Description
Project I – Social Media Data Analysis
Project Objectives
In this project, you will learn how to crawl social media data as well as process and report some
analysis on your extracted data.
Project Outline
1. Data Collection
2. Data Visualization
3. Network Measures Calculation
Guideline
Step 1. Choose one of the social media platforms in the first week of your project such as Twitter,
Facebook, Instagram, dblp, Reddit, arXiv, ResearchGate, Stackoverflow, Stackexchange and etc. Figure out how you can crawl data from these websites. Some of these websites provide API for crawling
the data. Make sure you have the needed credentials for scraping the data (i.e. API-key).
You will be asked to create the social network with at least around 100-500 nodes. Some representative
networks types are described as follows,
1. Friendship Network. A user’s friendship network can be represented as a graph that the nodes
are the users and the edges shows whether there is a friendship relation between them. Example:
Users and their follower and followee relationship in Twitter as a directed graph.

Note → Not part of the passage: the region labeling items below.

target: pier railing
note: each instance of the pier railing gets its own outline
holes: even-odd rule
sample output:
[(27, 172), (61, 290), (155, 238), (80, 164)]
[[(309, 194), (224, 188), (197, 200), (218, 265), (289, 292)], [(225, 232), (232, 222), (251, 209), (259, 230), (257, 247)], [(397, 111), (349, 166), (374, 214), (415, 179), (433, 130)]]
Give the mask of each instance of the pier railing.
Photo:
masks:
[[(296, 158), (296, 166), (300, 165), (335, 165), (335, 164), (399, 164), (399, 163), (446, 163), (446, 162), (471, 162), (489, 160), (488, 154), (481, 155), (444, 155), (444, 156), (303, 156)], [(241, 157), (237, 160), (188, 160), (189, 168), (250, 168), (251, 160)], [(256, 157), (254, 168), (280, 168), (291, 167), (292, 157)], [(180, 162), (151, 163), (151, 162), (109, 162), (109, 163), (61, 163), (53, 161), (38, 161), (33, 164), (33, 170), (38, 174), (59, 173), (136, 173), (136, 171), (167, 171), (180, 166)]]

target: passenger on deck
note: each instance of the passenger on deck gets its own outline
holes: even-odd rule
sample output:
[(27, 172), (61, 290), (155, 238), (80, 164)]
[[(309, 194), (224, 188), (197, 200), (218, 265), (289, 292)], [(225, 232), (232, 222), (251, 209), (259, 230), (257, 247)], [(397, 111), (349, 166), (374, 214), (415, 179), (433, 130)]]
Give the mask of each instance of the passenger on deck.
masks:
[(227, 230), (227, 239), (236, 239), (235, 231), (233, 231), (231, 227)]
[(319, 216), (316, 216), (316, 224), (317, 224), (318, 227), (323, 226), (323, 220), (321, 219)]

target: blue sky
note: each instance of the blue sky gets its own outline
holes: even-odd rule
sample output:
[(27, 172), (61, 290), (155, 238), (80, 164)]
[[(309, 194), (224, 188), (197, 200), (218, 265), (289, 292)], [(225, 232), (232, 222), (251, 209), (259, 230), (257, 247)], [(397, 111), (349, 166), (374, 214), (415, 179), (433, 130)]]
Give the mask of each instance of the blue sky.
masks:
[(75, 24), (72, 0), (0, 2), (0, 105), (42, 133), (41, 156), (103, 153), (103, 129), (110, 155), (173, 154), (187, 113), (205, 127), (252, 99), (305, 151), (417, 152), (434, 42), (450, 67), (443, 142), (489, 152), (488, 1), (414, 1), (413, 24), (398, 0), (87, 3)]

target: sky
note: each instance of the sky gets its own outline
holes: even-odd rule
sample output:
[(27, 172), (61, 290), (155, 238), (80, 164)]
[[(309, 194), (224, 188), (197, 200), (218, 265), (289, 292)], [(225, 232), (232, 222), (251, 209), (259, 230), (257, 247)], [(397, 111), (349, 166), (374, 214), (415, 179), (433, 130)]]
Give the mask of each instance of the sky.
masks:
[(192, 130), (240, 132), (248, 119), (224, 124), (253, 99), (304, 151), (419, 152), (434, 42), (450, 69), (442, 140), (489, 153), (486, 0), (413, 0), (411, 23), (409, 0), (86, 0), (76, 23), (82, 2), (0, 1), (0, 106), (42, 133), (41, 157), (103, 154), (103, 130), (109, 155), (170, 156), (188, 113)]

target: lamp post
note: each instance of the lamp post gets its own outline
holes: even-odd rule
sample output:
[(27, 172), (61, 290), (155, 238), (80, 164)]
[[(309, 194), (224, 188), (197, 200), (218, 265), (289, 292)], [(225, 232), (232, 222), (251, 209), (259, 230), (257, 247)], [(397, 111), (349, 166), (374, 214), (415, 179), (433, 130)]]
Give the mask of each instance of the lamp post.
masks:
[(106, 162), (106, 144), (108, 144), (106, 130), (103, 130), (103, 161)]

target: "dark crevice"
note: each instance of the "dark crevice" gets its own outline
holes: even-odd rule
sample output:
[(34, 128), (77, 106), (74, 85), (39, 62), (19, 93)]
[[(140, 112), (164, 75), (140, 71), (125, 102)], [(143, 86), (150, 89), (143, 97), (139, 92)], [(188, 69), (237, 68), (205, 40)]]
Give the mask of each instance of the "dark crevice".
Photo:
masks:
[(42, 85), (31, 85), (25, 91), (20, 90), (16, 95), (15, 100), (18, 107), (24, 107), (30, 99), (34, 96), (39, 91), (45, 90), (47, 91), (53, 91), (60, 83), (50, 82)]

2. Co-authorship Network. The nodes are scientists, and two scientists are connected if they have
coauthored a paper. Example: an authorship network in “Computer Science” category papers
in arXiv website.
3. Diffusion Network. A node represents an entity, which can publish, receive, and propagate information. A directed edge between nodes represents the direction of information propagation. Example: fake news propagation when the nodes are users and the edges are re-tweets/replies/likes.
Write a brief description in your report on how you crawled your data.
Step 2. Now that you fetched the data, visualize your network as graph. There are multiple packages
and softwares available for graph analysis such as, networkx [link], snap [link], Gephi [link], NodeXL
[link] and graph-tool [link]. Choose one and read the instruction on how to visualize your graph (for
each package, it may require a certain format of the graph data: edgelist, adjacency matrix or adjacency list). Take a snapshot of your returned graph and add it to your report.
Step 3. You will learn different network measures in class (Degree Distribution, Clustering Coefficient, Pagerank, Diameter, Closeness, Betweeness, etc.). Use your chosen package or software from
step 2 to obtain degree distribution and plot it as histogram. Beside this measure, choose two other
measures from what you have learned and plot them in case they are returned as distribution, or a
number, otherwise. Attach your results to your report.
Submission
We will run your codes to see if it works for all the steps. You should put all your files including
your data, source codes, pdf file (report) into a .zip folder named LASTNAME1 LASTNAME2 PJ1
(Instead of LASTNAME1 and LASTNAME2 type the lastname of each member).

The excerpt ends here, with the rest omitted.